Thuggish. Bullies. Brutes. Graceless. Disrespectful.
They’re just some of the tags that pundits around the world have used in recent years to describe Australia’s unique brand of aggression on the cricket pitch.
It’s a reputation that has been difficult to shake for Michael Clarke, who admits he had overstepped the line in the most recent Ashes series.
But it’s not something that keeps Clarke awake at night.
“I don’t care too much. I know we play a tough brand of cricket,” Clarke said on the eve of the first Test against England.
“But we’re also respectful towards the players we play against, and to the game of cricket.
“A lot of it sells newspapers and it builds the series as well, so I’m more than happy for there to be a lot of talk about it.
“To me, it’s not what you say – it’s what you do.”
The seemingly perennial pre-Ashes topic of sledging has again dominated the lead-up.

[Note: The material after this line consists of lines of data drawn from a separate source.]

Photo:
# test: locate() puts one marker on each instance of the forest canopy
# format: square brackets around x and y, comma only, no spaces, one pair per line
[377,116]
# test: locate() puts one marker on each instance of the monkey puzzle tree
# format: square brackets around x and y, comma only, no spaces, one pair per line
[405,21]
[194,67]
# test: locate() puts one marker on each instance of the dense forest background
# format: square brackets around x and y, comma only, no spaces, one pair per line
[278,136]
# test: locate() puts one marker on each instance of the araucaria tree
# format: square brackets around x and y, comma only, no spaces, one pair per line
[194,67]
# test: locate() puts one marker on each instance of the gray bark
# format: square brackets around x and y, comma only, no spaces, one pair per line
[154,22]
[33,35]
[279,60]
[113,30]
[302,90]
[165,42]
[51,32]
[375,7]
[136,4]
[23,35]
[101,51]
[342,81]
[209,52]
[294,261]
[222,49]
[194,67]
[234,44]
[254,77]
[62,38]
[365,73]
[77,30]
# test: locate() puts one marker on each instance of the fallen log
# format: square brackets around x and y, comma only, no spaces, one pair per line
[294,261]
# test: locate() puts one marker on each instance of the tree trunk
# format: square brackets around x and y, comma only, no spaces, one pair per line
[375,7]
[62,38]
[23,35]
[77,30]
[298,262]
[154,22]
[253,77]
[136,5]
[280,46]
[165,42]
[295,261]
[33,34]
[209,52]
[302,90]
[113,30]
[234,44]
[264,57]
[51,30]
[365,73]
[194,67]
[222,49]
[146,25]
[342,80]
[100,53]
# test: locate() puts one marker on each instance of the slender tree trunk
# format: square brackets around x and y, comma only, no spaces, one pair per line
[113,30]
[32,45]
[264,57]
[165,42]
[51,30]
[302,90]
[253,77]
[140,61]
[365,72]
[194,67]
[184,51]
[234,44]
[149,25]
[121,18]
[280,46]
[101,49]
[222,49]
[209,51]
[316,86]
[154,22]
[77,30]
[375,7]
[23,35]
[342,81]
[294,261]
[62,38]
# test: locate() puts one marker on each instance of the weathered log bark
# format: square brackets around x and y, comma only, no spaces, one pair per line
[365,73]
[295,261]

Jimmy Anderson, himself one of England’s chattier players, called a fortnight ago for an armistice.
Within days, it became clear that wouldn’t be happening.
Clarke, who famously told Anderson to “get ready for a broken f***ing arm” in the first Test of the 2013-14 Ashes, called on his teammates to play hard but fair over the next eight weeks.

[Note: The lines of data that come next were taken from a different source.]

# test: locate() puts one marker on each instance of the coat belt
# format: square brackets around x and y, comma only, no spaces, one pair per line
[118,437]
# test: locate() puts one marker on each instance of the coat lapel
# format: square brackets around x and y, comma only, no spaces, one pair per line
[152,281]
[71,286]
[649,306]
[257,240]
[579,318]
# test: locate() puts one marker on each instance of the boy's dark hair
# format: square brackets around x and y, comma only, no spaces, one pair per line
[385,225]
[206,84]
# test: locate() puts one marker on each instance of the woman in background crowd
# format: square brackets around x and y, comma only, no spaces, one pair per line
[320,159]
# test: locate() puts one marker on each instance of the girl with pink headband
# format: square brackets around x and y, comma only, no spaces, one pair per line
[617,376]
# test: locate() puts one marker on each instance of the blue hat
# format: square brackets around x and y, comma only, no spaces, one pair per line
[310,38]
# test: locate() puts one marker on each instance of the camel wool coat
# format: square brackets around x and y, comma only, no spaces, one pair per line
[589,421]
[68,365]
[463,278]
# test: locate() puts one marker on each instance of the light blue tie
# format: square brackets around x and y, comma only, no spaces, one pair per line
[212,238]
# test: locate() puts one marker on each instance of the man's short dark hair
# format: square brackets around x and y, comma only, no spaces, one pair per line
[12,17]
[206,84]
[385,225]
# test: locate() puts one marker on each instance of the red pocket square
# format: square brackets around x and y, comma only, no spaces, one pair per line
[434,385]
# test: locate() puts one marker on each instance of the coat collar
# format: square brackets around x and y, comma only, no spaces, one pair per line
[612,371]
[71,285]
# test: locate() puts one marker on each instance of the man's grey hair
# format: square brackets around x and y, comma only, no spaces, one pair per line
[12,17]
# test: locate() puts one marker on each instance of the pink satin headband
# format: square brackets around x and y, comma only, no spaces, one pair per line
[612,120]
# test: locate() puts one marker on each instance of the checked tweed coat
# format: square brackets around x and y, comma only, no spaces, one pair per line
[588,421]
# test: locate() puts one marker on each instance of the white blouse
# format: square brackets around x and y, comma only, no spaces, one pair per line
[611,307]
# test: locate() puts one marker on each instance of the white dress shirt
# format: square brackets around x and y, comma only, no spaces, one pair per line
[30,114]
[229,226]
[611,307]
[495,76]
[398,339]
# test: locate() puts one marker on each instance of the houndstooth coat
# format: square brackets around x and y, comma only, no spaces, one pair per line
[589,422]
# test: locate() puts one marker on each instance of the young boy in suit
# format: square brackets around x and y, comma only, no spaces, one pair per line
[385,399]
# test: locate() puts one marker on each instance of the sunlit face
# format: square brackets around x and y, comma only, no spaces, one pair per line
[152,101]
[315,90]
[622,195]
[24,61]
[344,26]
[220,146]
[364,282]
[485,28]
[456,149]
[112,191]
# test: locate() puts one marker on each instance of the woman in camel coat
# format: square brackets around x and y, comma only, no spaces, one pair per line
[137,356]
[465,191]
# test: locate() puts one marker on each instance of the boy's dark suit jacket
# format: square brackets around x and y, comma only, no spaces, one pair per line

“You don’t have to sledge to play tough cricket,” he said.
“It’s as much about body language and intent.
“In the last Ashes series, if anyone overstepped it, it was me.
“So I have to make sure I set my standard.”

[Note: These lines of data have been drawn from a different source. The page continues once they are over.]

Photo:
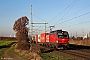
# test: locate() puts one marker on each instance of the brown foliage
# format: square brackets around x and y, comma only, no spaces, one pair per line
[20,27]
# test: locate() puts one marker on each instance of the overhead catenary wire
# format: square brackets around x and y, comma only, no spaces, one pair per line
[78,24]
[63,11]
[38,17]
[79,10]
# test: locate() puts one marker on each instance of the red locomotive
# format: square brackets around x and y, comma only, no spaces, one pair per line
[55,39]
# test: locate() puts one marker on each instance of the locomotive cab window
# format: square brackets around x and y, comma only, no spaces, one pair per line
[62,35]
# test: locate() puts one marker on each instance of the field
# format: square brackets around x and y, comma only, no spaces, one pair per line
[4,44]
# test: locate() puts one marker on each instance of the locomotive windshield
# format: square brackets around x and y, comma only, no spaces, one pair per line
[62,34]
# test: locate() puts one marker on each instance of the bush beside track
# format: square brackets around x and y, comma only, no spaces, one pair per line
[5,43]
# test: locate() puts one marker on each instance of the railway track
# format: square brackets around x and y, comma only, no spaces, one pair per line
[77,55]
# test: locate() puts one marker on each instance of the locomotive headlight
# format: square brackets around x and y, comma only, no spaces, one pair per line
[56,41]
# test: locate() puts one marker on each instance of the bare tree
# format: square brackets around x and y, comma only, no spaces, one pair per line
[20,27]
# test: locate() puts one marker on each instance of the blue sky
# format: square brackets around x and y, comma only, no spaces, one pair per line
[70,15]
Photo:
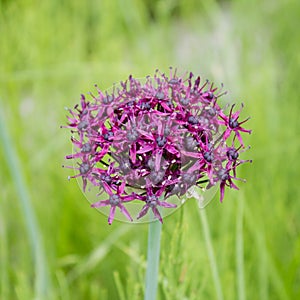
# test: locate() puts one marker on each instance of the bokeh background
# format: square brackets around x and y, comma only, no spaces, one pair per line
[52,244]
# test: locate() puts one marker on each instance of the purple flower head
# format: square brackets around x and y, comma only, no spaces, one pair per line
[146,144]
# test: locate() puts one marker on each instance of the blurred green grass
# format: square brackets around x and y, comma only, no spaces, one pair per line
[52,51]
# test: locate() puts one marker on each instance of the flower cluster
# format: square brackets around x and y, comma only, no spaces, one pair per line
[147,141]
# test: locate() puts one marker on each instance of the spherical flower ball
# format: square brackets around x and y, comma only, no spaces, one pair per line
[147,142]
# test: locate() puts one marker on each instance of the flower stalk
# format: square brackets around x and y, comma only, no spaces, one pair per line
[153,253]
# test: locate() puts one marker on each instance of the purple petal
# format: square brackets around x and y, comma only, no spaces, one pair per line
[166,204]
[125,212]
[143,211]
[111,214]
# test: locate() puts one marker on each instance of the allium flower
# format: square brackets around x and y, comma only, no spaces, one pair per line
[145,142]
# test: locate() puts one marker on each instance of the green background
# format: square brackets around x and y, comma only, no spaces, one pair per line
[52,244]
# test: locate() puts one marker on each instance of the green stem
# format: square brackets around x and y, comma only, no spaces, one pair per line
[153,251]
[240,251]
[211,254]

Referee Ranjan Madugalle will meet both skippers before day one in Cardiff.
The International Cricket Council recently cracked down on send-offs and Clarke agreed it was the right move.
“If you get someone out, you know you’ve won the battle anyway,” he said.
Brad Haddin tipped last week there should be some “fireworks” in the first Test, given what was on the line.
“Whether that be with bat, ball or whatever,” he said.
“Ashes campaigns are always fiercely competitive. There will be times when confrontations may happen.
“There has never really been any dramas with sledging. I don’t really see the need to talk about it.”
Mitchell Starc, who was cautioned over his send-off of India’s Murali Vijay in January, didn’t expect to get in too many verbal battles in the first Test.
“I am not one to chirp the batsmen. I am just trying to concentrate on bowling,” Starc said.